Liebe Mathilda,
den Beginn meiner letzten Woche vor dem ersehnten Urlaub kann
ich nur mit „Ausharren“ beschreiben. Ich weiß, dass es so nicht weitergehen
kann, dass ich so nicht weitermachen möchte. Ich weiß, dass es mich auf lange
Sicht kaputtmacht. Es kam bis heute keine Antwort von ihm. Weder per mail, noch
persönlich, noch durch Rauchzeichen... Keine Ahnung wieso er mir eine mail
schickt, wenn er nicht auf meine Antwort antwortet. Schließlich hat er damit
angefangen, mit dieser ominösen "Seelischen Gesundheit am Arbeitsplatz". Ich
fand das schon reichlich kleinlich von ihm, dass er so gar nicht auf meine
Antwort einging. Es ist merkwürdig, wenn wir uns persönlich begegnen, und
exemplarisch für unsere ganze "Beziehung". Keiner erwähnt die Kommunikation
per mail oder das, was ich ihm damals im Café gesagt habe. So als wäre es
nicht geschehen, hätte es nicht stattgefunden. Wir spalten einen wichtigen Teil
aus unserer Verbindung ab, um keine Grenzen zu überschreiten. Um seine Grenzen
nicht zu überschreiten. Und ich renne auch jedes Mal wieder in solche
Situationen, die mir die Beine weghauen. Ich habe meine eigenen Grenzen (nur
noch nicht gefunden)? Muss ich seine Grenzen eigentlich widerspruchslos
einhalten? Wenn er mir eine klare Grenze aufgezeigt hätte, wäre es dann einfacher?

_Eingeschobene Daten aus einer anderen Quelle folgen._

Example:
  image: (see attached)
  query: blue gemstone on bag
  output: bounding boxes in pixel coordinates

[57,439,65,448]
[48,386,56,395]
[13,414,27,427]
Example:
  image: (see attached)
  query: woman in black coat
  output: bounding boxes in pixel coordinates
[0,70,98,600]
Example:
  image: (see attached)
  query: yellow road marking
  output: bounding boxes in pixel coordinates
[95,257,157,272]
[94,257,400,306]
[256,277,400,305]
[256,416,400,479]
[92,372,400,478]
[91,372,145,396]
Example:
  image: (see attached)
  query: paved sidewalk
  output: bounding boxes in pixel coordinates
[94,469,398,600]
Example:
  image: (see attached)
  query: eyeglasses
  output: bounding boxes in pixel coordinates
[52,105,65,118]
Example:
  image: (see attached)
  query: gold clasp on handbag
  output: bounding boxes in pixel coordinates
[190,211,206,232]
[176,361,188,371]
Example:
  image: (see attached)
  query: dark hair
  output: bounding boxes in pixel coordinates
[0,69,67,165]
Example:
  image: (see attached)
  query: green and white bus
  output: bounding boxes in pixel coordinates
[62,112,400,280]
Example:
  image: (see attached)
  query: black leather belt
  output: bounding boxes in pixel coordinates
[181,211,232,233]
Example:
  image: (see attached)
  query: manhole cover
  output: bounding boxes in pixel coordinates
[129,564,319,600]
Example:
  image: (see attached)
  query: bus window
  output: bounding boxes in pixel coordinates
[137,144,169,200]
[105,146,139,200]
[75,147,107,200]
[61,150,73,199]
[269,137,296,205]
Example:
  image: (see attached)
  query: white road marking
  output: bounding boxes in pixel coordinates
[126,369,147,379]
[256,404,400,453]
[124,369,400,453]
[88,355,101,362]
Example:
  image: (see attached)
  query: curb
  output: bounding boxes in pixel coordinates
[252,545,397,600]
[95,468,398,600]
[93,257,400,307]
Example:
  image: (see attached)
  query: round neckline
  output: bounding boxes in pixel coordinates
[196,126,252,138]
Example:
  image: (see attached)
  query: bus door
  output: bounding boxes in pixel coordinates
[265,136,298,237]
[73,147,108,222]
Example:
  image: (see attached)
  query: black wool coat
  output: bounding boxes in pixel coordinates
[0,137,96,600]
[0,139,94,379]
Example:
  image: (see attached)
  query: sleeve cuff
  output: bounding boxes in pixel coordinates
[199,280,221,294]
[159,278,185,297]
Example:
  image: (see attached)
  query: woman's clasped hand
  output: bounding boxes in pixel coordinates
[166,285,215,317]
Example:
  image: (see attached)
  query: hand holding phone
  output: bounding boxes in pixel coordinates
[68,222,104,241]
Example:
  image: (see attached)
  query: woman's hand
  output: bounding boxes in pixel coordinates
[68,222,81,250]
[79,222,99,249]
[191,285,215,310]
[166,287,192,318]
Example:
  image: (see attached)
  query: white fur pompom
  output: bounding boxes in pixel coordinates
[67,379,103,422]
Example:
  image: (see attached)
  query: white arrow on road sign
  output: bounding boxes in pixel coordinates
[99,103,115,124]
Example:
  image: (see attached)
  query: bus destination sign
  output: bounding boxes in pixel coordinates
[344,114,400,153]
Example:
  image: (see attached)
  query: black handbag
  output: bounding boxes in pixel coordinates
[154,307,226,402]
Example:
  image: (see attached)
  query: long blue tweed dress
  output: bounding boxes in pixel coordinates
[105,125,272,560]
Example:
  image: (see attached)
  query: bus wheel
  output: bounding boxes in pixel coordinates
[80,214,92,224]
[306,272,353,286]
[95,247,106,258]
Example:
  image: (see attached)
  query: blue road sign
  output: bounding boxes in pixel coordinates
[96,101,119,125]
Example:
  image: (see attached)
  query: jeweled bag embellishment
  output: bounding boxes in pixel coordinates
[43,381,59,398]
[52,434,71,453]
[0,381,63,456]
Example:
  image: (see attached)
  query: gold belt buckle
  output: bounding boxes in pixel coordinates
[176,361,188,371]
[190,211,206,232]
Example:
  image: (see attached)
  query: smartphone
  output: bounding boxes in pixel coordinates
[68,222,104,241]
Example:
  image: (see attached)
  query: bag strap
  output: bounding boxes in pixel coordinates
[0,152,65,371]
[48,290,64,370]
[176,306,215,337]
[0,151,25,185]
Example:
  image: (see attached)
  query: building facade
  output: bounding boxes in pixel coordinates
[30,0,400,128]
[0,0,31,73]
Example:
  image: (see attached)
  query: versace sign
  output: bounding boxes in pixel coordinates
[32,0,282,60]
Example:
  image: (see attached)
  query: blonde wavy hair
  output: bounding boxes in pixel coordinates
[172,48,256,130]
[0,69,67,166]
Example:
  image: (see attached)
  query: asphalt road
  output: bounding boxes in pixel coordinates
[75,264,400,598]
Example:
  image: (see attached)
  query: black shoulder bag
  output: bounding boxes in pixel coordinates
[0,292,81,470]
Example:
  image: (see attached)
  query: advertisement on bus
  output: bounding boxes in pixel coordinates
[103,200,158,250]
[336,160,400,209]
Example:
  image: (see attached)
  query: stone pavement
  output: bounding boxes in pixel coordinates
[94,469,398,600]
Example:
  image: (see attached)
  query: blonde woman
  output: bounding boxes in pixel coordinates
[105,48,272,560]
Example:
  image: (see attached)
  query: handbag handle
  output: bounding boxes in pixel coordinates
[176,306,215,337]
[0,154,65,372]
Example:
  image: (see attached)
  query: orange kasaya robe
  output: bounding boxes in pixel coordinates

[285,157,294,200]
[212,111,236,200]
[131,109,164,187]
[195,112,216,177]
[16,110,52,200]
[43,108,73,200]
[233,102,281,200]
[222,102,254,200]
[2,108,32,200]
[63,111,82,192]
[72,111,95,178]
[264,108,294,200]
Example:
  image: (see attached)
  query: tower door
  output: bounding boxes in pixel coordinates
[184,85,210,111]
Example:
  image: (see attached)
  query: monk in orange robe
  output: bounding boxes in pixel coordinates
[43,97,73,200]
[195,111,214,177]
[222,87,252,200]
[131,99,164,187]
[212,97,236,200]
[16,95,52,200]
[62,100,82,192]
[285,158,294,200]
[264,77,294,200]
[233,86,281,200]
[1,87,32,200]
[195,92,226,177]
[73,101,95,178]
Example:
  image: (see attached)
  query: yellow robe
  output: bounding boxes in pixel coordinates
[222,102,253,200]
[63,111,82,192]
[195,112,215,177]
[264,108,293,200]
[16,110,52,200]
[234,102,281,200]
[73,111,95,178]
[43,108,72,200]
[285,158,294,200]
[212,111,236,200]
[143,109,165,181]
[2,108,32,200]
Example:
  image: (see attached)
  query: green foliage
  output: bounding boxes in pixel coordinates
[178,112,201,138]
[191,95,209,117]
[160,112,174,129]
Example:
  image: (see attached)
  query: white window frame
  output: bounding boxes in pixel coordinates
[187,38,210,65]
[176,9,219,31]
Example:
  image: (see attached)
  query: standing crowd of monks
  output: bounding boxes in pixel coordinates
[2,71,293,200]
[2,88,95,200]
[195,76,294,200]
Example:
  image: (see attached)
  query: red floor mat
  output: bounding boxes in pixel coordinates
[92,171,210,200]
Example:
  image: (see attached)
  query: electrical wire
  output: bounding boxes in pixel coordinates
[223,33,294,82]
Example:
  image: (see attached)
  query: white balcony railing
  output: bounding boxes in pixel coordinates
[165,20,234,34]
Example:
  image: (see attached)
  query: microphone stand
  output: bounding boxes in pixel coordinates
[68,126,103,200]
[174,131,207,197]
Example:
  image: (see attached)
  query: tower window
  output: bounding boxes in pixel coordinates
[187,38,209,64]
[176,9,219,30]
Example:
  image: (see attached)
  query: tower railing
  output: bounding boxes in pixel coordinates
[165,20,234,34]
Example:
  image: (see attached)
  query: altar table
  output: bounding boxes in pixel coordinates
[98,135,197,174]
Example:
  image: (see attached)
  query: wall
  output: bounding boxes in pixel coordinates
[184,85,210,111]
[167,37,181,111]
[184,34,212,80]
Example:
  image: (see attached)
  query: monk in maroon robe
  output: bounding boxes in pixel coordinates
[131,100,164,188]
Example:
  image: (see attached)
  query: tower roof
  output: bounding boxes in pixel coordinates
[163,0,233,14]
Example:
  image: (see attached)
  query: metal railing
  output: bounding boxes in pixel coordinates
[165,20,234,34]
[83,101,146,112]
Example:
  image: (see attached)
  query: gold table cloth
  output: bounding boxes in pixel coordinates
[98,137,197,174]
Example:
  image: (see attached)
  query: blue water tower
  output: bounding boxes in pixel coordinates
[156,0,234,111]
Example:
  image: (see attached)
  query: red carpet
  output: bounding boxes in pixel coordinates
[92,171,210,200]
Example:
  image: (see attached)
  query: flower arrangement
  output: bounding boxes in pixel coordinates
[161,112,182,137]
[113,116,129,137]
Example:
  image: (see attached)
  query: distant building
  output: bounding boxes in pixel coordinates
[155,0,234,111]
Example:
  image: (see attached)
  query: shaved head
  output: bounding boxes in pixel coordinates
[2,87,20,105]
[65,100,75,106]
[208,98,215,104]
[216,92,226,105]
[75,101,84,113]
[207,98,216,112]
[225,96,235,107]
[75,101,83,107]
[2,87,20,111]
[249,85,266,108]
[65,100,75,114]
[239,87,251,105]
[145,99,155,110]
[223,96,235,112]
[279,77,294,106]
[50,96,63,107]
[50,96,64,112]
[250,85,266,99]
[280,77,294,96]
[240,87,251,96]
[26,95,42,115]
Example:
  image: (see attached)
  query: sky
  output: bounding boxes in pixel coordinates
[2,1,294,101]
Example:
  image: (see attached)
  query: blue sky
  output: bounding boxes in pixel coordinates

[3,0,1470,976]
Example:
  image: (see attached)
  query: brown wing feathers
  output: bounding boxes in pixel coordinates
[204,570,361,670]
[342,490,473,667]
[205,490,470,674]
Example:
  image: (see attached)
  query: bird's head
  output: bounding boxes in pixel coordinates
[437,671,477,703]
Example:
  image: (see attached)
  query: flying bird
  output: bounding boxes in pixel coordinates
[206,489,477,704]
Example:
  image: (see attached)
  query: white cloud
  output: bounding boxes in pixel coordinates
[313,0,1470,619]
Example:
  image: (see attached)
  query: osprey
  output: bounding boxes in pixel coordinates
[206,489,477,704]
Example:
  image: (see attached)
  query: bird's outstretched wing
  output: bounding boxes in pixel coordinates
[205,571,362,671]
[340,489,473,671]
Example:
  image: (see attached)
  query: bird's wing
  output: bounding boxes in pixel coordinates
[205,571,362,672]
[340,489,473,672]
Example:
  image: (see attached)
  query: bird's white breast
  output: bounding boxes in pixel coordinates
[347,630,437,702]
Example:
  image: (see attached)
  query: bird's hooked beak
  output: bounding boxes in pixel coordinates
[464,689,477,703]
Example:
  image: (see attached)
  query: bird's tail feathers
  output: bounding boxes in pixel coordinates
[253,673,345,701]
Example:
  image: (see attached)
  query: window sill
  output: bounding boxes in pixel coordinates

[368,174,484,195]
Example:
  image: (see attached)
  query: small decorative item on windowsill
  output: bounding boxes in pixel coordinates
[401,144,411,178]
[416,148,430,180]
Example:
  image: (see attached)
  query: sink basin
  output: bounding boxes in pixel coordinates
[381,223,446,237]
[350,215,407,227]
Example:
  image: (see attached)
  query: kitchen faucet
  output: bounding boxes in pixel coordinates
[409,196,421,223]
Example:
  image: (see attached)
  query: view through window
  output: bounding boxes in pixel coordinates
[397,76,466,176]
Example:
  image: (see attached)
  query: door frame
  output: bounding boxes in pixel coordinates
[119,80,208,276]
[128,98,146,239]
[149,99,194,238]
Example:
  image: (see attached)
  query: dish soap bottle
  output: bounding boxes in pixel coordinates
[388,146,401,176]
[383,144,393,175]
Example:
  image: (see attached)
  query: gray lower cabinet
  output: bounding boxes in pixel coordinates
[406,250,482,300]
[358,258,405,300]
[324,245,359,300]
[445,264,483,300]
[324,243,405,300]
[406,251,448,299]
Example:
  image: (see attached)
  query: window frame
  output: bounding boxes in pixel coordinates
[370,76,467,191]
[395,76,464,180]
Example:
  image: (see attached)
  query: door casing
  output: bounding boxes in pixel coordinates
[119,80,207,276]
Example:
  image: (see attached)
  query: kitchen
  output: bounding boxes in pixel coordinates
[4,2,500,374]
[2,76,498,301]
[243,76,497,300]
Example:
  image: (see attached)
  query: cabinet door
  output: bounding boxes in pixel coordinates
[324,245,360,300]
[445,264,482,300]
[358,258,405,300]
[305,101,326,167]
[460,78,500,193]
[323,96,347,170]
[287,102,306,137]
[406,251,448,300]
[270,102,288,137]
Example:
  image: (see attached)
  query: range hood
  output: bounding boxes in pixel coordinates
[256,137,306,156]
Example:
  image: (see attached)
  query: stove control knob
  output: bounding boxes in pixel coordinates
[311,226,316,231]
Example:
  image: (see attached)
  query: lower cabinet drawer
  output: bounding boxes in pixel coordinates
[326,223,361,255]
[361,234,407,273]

Es wäre für den Moment härter, aber auch eindeutiger. Aber stattdessen passiert
in unserem persönlichen Mikroklima Folgendes:
Phase 1 "Flo´s Annäherung": Er lässt mich bereitwillig in seinen persönlichen Bereich. Er
benutzt dazu fachliche Themen, die aber eindeutig unsere beruflichen
Berührungspunkte überschreiten.
Phase 2 "Eva´s Annäherung": Ich lasse mich gerne in seinen persönlichen Bereich locken,
denn mir ist es ja nicht nah genug.
Phase 3 "Flo´s Distanzierung": Einmal bei ihm angekommen, ignoriert er mich größtmöglich. Das ist
egoistisch und konfliktscheu von ihm.
Phase 4 "Eva´s Distanzierung": Ich lasse es diskret auf sich beruhen, forciere keine weitere
Klärung, weil ich mir eine erneute und härtere Abfuhr einfach nicht antun will.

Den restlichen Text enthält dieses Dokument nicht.